The problem Divisibility of 29 essentially asks whether three 4th powers can sum to a multiple of 29 if they are not all multiples of 29.

The entry for 29 in The Penguin Dictionary of Curious and Interesting Numbers by David Wells (1987) contains:

No sum of three 4th powers is divisible by either 5 or 29 unless they all are. [Euler]

1. If three aren't enough, how many 4th powers does it take to be divisible by either 5 or 29 where they aren't all?

2. If possible, find the next number beyond 5 and 29 that does not divide a sum of three 4th powers.

3. Prove every even number takes at most two 4th powers.
For example using 18 we have 3⁴+15⁴ = 50706 = 18*2817

4. What is the largest number of 5th powers whose sum is divisible by a number N where they aren't all divisible by N?

5. Prove that for higher powers, there is no limit to how many numbers it can take.

(In reply to No Subject by Ady TZIDON)

Yes, that's a good formal way to write it.  (Except you squared instead of 4th power.)
Here's another restatement:

For every even number 2k, there exist two numbers a and b not divisible by k, such that a^4+b^4 is divisible by 2k.

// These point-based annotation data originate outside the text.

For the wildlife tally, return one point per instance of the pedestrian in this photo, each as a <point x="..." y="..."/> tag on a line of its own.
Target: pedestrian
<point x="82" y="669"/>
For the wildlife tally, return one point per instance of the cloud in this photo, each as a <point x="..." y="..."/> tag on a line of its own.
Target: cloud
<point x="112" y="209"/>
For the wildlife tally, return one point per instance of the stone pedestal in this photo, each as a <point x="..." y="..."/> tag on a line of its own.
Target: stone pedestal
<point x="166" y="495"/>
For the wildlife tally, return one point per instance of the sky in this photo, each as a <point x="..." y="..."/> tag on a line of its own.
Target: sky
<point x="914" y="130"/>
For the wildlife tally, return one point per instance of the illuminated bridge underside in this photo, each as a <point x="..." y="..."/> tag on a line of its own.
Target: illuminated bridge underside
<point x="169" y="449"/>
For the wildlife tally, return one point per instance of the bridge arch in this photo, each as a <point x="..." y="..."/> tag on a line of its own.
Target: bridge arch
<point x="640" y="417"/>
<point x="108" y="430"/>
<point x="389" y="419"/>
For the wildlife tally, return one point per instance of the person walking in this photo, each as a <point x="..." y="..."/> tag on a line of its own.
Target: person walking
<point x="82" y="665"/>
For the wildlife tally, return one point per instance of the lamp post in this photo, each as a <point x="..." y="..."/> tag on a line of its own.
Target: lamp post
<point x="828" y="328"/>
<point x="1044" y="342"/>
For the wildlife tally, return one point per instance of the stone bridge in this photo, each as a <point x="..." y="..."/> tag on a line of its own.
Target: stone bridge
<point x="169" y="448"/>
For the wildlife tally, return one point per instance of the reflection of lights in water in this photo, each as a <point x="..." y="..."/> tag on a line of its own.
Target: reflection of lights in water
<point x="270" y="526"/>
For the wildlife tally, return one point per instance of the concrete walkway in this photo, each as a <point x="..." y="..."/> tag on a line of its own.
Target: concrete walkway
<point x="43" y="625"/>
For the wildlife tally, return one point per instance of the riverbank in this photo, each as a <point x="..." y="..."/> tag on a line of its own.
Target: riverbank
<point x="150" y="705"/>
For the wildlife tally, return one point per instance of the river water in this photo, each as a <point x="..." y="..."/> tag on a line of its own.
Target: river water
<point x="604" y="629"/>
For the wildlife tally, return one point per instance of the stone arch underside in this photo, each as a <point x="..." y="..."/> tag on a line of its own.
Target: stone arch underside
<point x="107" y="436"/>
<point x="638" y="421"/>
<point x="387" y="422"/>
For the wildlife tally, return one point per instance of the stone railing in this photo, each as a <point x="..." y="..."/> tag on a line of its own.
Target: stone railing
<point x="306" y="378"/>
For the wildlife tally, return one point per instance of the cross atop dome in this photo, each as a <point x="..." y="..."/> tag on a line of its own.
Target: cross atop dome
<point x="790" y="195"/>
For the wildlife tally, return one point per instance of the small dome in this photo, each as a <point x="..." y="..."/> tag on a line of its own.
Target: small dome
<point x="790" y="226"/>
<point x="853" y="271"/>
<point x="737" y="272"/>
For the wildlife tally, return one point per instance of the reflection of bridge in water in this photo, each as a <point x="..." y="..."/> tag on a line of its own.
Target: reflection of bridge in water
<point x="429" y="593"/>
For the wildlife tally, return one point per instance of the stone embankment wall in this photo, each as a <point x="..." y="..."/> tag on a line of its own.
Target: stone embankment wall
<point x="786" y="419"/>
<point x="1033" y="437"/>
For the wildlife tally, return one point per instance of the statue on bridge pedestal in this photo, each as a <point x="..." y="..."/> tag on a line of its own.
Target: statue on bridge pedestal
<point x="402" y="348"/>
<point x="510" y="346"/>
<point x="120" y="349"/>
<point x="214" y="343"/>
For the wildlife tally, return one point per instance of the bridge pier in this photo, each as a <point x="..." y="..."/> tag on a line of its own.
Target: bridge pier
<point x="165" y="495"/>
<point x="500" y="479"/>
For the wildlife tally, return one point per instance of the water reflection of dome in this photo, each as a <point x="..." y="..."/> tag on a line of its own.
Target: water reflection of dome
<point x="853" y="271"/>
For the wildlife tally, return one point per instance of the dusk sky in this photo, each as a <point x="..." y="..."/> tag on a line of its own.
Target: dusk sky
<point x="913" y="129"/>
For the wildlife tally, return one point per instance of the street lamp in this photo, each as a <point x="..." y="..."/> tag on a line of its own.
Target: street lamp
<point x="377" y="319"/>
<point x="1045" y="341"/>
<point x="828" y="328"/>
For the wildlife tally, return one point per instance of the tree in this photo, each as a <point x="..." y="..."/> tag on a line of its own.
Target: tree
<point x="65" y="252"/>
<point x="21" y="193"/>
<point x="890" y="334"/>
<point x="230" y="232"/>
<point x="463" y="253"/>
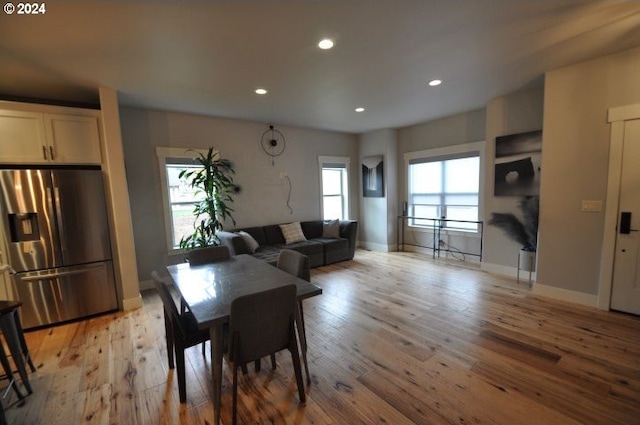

In the example 2k=18, a=3, b=6.
3^4+15^4 is divisible by 18.

It may help to look at the problem that inspired this one, which I linked it to.  The parts of this problem were the results of exploring a bit further than the original.

In the original, there are no 3 numbers a, b, c not divisible by 29 for which a^4+b^4+c^4 is divisible by 29. 

My part a asks if 3 numbers a,b,c aren't sufficient then are 4?  or 5? etc.

Posted by Jer on 2013-06-15 19:14:50